| Période de fabrication : - | Fabricant : fabricant non renseigné | |
| Domaines : Métrologie | Sous-domaines : | |
| Organisme : Muséum Henri Lecoq | Ville : Clermont Ferrand | |
| Modèle : | Matériaux : Cuir, Métal, Papier |
Description
Le chronographe est composé d’un boitier en métal dont une extrémité comprend une clé, un côté est équipé d’une tablette et l’autre d’une tige de métal façonnée en créneau. Le dessous est équipé de pieds afin de maintenir l’objet bien vertical (condition sine qua non à son bon fonctionnement) et le dessus est composé d’une bande de papier poinçonnée partant d’un petit boitier métallique comportant deux pointes, passant sous une pièce métallique et s’enroulant autour d’un cylindre à l’extrémité avant de l’instrument. Une sangle en cuir relie les deux extrémités de l’appareil et permet à son utilisateur de le porter autour du cou s’il vient à ne pas y avoir de surface plane pour le déposer.

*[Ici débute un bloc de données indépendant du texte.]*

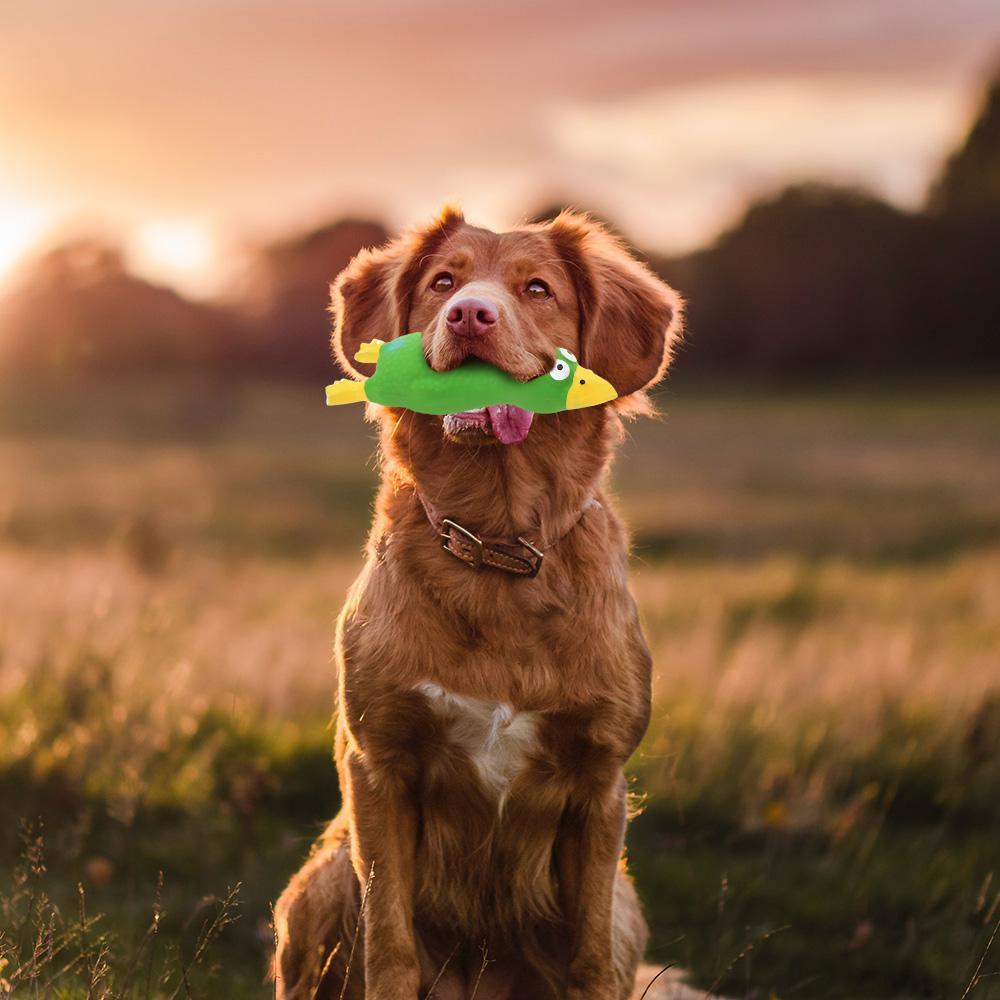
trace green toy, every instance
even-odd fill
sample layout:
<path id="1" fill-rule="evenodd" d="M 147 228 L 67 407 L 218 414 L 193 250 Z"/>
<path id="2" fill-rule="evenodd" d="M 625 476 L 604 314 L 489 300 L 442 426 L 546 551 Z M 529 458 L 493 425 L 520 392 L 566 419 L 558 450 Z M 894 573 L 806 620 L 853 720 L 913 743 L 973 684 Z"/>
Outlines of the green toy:
<path id="1" fill-rule="evenodd" d="M 375 374 L 360 382 L 340 379 L 328 385 L 327 406 L 367 400 L 441 416 L 503 405 L 532 413 L 559 413 L 606 403 L 618 395 L 610 382 L 584 368 L 562 347 L 551 371 L 528 382 L 518 382 L 478 358 L 470 358 L 451 371 L 436 372 L 427 364 L 419 333 L 388 343 L 369 341 L 361 345 L 354 359 L 377 364 Z"/>

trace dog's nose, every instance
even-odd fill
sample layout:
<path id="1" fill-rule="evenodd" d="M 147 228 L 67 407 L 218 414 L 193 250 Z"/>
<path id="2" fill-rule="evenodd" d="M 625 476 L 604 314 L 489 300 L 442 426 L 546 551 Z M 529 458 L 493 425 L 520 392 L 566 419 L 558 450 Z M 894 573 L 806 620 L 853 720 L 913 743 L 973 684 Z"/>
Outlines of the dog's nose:
<path id="1" fill-rule="evenodd" d="M 500 312 L 488 299 L 459 299 L 451 304 L 445 321 L 459 337 L 485 337 L 496 325 Z"/>

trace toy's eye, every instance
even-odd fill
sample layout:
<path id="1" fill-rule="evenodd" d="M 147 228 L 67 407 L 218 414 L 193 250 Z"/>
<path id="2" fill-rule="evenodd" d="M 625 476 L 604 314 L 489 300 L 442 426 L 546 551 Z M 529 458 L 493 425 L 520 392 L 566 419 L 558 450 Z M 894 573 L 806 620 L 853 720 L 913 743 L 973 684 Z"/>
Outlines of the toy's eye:
<path id="1" fill-rule="evenodd" d="M 569 378 L 569 365 L 567 362 L 563 361 L 562 358 L 556 361 L 552 366 L 552 371 L 549 374 L 557 381 L 561 382 L 565 378 Z"/>
<path id="2" fill-rule="evenodd" d="M 539 302 L 541 302 L 542 299 L 552 298 L 552 292 L 549 290 L 549 286 L 546 285 L 541 278 L 532 278 L 531 281 L 524 286 L 524 291 L 529 297 L 537 299 Z"/>

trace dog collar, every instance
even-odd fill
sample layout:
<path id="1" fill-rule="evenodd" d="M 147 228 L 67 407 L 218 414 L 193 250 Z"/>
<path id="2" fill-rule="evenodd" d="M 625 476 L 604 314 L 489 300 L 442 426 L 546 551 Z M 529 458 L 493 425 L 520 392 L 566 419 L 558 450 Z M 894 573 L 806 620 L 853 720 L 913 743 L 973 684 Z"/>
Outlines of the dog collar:
<path id="1" fill-rule="evenodd" d="M 456 559 L 464 562 L 472 569 L 482 569 L 488 566 L 503 570 L 514 576 L 537 576 L 542 568 L 545 553 L 558 545 L 591 510 L 600 510 L 600 501 L 590 497 L 580 508 L 569 527 L 559 536 L 548 542 L 528 541 L 518 535 L 514 541 L 509 539 L 482 538 L 476 532 L 460 524 L 453 517 L 442 517 L 438 509 L 418 490 L 414 490 L 420 506 L 424 510 L 431 527 L 441 538 L 441 548 Z"/>

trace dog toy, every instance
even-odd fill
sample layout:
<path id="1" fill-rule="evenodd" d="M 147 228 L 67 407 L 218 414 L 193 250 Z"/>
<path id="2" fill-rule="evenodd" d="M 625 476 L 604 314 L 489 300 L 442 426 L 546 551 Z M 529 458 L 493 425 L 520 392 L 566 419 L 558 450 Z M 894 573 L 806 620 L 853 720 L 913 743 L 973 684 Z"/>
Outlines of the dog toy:
<path id="1" fill-rule="evenodd" d="M 367 401 L 443 416 L 507 404 L 532 413 L 559 413 L 606 403 L 618 395 L 610 382 L 584 368 L 563 347 L 557 349 L 550 371 L 527 382 L 518 382 L 478 358 L 451 371 L 434 371 L 424 357 L 419 333 L 388 342 L 370 340 L 354 359 L 376 365 L 375 374 L 360 382 L 345 378 L 328 385 L 327 406 Z"/>

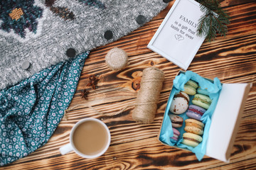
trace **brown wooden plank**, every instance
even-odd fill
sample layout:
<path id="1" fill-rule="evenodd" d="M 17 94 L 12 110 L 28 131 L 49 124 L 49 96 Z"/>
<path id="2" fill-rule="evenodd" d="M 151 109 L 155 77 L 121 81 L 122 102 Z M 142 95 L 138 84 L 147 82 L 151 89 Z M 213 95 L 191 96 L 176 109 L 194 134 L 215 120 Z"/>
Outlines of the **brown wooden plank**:
<path id="1" fill-rule="evenodd" d="M 229 164 L 205 156 L 198 162 L 188 151 L 166 146 L 157 140 L 173 79 L 181 69 L 153 52 L 146 45 L 160 26 L 174 1 L 143 27 L 120 40 L 100 47 L 90 54 L 70 107 L 87 104 L 102 112 L 100 115 L 86 106 L 68 113 L 49 142 L 28 157 L 0 167 L 3 169 L 254 169 L 256 164 L 256 2 L 221 1 L 231 16 L 227 37 L 203 43 L 188 69 L 209 79 L 217 76 L 223 83 L 252 83 L 249 97 L 232 150 Z M 105 56 L 114 47 L 124 50 L 129 64 L 119 72 L 110 71 Z M 115 116 L 110 114 L 134 103 L 137 91 L 132 87 L 134 75 L 151 65 L 162 69 L 165 80 L 154 121 L 141 125 L 132 118 L 133 108 Z M 96 90 L 86 86 L 89 75 L 100 76 Z M 122 88 L 120 88 L 122 87 Z M 80 91 L 90 91 L 88 100 Z M 69 132 L 80 119 L 92 117 L 109 127 L 111 145 L 97 159 L 86 159 L 72 152 L 60 155 L 58 148 L 68 144 Z"/>

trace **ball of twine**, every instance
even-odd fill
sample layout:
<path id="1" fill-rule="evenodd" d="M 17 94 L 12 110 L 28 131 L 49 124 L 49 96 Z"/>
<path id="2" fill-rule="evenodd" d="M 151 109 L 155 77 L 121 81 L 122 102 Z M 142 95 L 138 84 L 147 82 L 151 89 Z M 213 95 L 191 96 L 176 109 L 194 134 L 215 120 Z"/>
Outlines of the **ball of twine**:
<path id="1" fill-rule="evenodd" d="M 143 70 L 132 118 L 142 123 L 152 123 L 157 109 L 164 73 L 155 67 Z"/>
<path id="2" fill-rule="evenodd" d="M 119 71 L 127 64 L 128 55 L 124 50 L 114 47 L 107 52 L 105 62 L 111 70 Z"/>

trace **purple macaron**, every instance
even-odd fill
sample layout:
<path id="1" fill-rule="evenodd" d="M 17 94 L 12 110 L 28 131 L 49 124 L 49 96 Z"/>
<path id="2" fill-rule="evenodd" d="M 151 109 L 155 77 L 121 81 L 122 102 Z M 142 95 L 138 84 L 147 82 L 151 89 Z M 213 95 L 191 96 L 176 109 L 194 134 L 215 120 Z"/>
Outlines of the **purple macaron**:
<path id="1" fill-rule="evenodd" d="M 175 141 L 178 141 L 178 138 L 179 135 L 181 135 L 180 132 L 178 132 L 178 130 L 173 128 L 173 132 L 174 132 L 174 137 L 171 137 L 171 139 L 173 139 Z"/>
<path id="2" fill-rule="evenodd" d="M 191 118 L 201 121 L 201 118 L 206 111 L 206 109 L 199 107 L 198 106 L 190 105 L 186 114 Z"/>

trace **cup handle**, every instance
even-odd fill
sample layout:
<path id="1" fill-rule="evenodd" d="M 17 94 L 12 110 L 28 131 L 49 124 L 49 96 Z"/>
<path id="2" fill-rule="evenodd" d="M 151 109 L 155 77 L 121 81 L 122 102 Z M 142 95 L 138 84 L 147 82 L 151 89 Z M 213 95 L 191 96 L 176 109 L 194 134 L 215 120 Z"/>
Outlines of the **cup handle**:
<path id="1" fill-rule="evenodd" d="M 70 143 L 68 143 L 60 148 L 60 152 L 62 155 L 66 154 L 73 150 L 73 148 Z"/>

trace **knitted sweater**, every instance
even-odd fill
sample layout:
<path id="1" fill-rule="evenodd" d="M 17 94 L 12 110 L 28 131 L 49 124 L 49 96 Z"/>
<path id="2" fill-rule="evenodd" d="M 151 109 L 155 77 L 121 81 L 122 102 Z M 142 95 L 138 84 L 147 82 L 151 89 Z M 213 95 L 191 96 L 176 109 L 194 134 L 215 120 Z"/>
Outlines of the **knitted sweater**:
<path id="1" fill-rule="evenodd" d="M 142 26 L 169 0 L 1 0 L 0 90 Z"/>

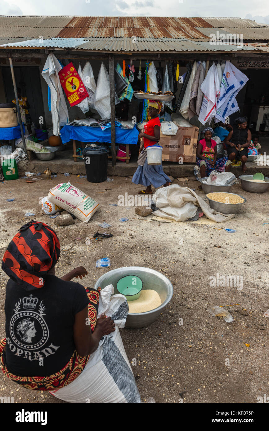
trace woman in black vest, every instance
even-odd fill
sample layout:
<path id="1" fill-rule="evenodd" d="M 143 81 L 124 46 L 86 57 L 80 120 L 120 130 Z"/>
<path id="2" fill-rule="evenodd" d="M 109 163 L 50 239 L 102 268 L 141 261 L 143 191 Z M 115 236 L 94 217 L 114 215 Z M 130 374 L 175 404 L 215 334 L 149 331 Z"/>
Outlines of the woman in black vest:
<path id="1" fill-rule="evenodd" d="M 246 162 L 247 160 L 247 147 L 251 141 L 251 133 L 247 128 L 247 119 L 239 117 L 235 120 L 233 130 L 226 138 L 225 144 L 229 160 L 235 159 L 237 162 L 239 159 L 242 162 L 243 172 L 246 172 Z"/>

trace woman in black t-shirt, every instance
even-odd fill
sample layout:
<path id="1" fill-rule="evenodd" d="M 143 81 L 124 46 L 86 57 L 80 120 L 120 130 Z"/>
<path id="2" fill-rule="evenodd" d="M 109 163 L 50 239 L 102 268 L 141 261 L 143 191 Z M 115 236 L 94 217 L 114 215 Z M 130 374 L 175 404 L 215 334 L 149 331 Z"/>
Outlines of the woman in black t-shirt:
<path id="1" fill-rule="evenodd" d="M 247 171 L 247 147 L 251 142 L 251 133 L 247 128 L 247 119 L 239 117 L 235 120 L 233 129 L 226 138 L 225 143 L 229 160 L 232 162 L 235 159 L 237 163 L 240 159 L 244 172 Z"/>
<path id="2" fill-rule="evenodd" d="M 29 389 L 49 390 L 69 384 L 83 370 L 101 337 L 115 331 L 110 317 L 97 319 L 99 291 L 71 281 L 84 276 L 84 268 L 61 278 L 55 276 L 59 253 L 53 229 L 32 220 L 15 236 L 3 259 L 2 269 L 10 279 L 1 366 L 6 377 Z"/>

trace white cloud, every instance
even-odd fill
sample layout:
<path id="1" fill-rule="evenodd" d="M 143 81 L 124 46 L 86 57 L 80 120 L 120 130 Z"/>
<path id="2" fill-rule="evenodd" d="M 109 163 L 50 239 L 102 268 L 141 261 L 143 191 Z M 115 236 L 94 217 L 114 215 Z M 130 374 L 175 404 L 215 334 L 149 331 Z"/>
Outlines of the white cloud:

Le chronographe est un appareil permettant de mesurer la durée d’une opération quelconque. L’utilisateur le met en fonctionnement en remontant la clé. Cela a pour effet de faire basculer les pointes qui marquent alors le papier, lequel se déroule progressivement grâce à un mécanisme d’horlogerie situé dans l’appareil. Le stylet trace une ligne continue sur le papier. Pour marquer des points clé de l’opération chronométrée, l’utilisateur presse le bouton poussoir, ce qui déplace le stylet et marque l’enregistrement d’un crochet. Le chronographe devant être tenu verticalement pour fonctionner, l’utilisateur peut déplier la tige en métal pour appuyer l’appareil contre lui tout en conservant la verticalité. Le pupitre peut être déplié pour servir de support d’écriture.
Utilisation
Le chronographe a été utilisé dans la Manufacture Française des Pneumatiques Michelin à une époque où le taylorisme était en vogue. Cette théorie du travail présentait une analyse précise des mouvements effectués par les employés occupant un poste donné pour ensuite identifier et éliminer les mouvements superflus. Cela avait pour effet d’améliorer le rendement du poste, mais comme désagrément d’automatiser les mouvements des employés, conduisant à des erreurs d’attention et des ennuis de santé. Un document rédigé dans l’entreprise Michelin et retrouvé dans les collections de Cataroux présente le chronographe tout en faisant l’apologie du taylorisme.